7 de abril de 2017 — Las huellas británicas están por todas partes en la campaña orquestada para inducir a Trump a caer en la trampa suicida de lanzar un ataque en contra de las fuerzas armadas de Siria. Como es usual, a los británicos les gusta jactarse abiertamente de sus papelitos.

* La única información en el terreno que supuestamente documenta un ataque con armas químicas por parte de la Fuerza Aérea Siria, proviene del grupo Cascos Blancos, que fue creado por los británicos y es financiado hasta la fecha por el Ministerio de Defensa británico, entre otras fuentes, y que está completamente penetrado por los terroristas del Estado Islámico (EIIS) y de Al Nusra (el grupo ligado a al-Qaeda) dentro del país. El Ministerio de Relaciones Exteriores de Rusia ha denunciado en repetidas ocasiones a los Cascos Blancos como un frente de los terroristas, y lo mismo ha denunciado el senador estatal de Viriginia, Richard Black, y diversos funcionarios de inteligencia estadounidenses retirados.

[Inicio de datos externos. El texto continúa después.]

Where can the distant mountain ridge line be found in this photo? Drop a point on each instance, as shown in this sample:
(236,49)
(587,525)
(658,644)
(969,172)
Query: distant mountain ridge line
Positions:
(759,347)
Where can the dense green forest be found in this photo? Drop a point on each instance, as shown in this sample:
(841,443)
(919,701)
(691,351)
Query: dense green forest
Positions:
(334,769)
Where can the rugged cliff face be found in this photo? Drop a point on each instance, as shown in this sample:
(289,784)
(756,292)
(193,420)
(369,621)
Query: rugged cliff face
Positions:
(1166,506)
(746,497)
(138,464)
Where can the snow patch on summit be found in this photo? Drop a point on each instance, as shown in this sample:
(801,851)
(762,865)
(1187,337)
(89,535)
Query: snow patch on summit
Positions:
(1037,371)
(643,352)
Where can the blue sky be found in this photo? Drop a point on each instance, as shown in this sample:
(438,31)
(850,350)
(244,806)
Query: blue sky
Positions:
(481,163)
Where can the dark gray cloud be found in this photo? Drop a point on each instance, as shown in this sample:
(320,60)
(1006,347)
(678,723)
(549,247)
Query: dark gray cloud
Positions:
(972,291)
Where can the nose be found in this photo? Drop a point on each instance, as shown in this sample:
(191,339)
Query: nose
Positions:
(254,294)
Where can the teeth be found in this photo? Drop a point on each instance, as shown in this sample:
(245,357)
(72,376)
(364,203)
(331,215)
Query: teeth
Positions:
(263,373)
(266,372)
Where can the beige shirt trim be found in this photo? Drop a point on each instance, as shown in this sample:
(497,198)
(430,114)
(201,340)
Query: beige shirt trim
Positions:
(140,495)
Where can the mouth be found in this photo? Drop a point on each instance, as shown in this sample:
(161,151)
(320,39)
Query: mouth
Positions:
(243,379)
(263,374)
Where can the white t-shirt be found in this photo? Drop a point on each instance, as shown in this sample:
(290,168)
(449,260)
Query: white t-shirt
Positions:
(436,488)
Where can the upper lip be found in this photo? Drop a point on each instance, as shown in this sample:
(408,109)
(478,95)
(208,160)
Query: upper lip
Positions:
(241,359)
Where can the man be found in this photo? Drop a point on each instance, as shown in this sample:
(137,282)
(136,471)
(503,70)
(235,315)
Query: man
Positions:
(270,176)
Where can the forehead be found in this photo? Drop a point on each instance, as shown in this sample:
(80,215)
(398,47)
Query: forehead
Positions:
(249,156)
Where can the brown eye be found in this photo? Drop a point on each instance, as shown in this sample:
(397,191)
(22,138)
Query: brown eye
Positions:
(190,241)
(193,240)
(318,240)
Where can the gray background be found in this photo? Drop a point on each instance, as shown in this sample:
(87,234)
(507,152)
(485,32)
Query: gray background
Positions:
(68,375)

La única otra fuente de “prueba” de que la Fuerza Aérea Siria utilizó armas químicas es el Observatorio Sirio de Derechos Humanos, que consiste de un solo individuo que reside en Londres, y que destaca por diseminar por todos lados información errónea.

* El Secretario de Defensa británico, Michael Fallon, le dijo a la cadena del gobierno británico, la BBC de Londres, que “el Secretario de Defensa estadounidense, Jim Mattis, me consultó ayer en la noche sobre nuestra evaluación sobre la culpabilidad del régimen [de Assad] por el ataque con armas químicas, y nosotros revisamos la necesidad de entender y de enfrentar cualquier reacción probable de los rusos al ataque”. Fallon agregó que Mattis “me llamó luego más tarde para avisarme de la decisión del Presidente y de darnos la novedad del ataque, y nuestra primera ministra fue informada durante todo momento”. Fallon dejó en claro que el gobierno del Reino Unido le ha dado todo su apoyo a Estados Unidos por el ataque contra territorio de Siria.

* La BBC apenas si puede disfrazar su satisfacción petulante por el éxito británico. La presentadora de BBC America, Katty Kay tuiteó, en cuanto Trump hizo su anuncio por la noche: “Por cierto, qué mejor manera de arruinar una importante cumbre con China”.

* El semanario Economist de Londres, vocero del imperialismo británico por excelencia, informó felizmente: “Después del ataque, el romance de Rusia con Donald Trump está muerto. Una víctima secundaria del ataque estadounidense fue la ilusión de un acercamiento”.

* A principios de la semana, el representante David Nunes, aliado de Trump, fue forzado a recusarse de la investigación que realiza la Comisión de Inteligencia de la Cámara de Representantes sobre la vigilancia indebida y criminal en contra del equipo de Trump, luego de que la Comisión de Ética de la Cámara aceptó investigar las imputaciones presentadas contra él por el grupo “Citizens for Responsibility and Ethics in Washington (CREW)” (Ciudadanos por la Responsabilidad y la Ética en Washington). Este grupo está financiado por George Soros y otros agentes británicos de influencia en el equipo de Obama, y también había introducido una demanda contra Trump el 21 de enero, donde lo acusan de violar la prohibición constitucional que tiene un funcionario electo a recibir “emolumentos” de gobiernos extranjeros, debido a que funcionarios extranjeros se alojan en los hoteles de su propiedad.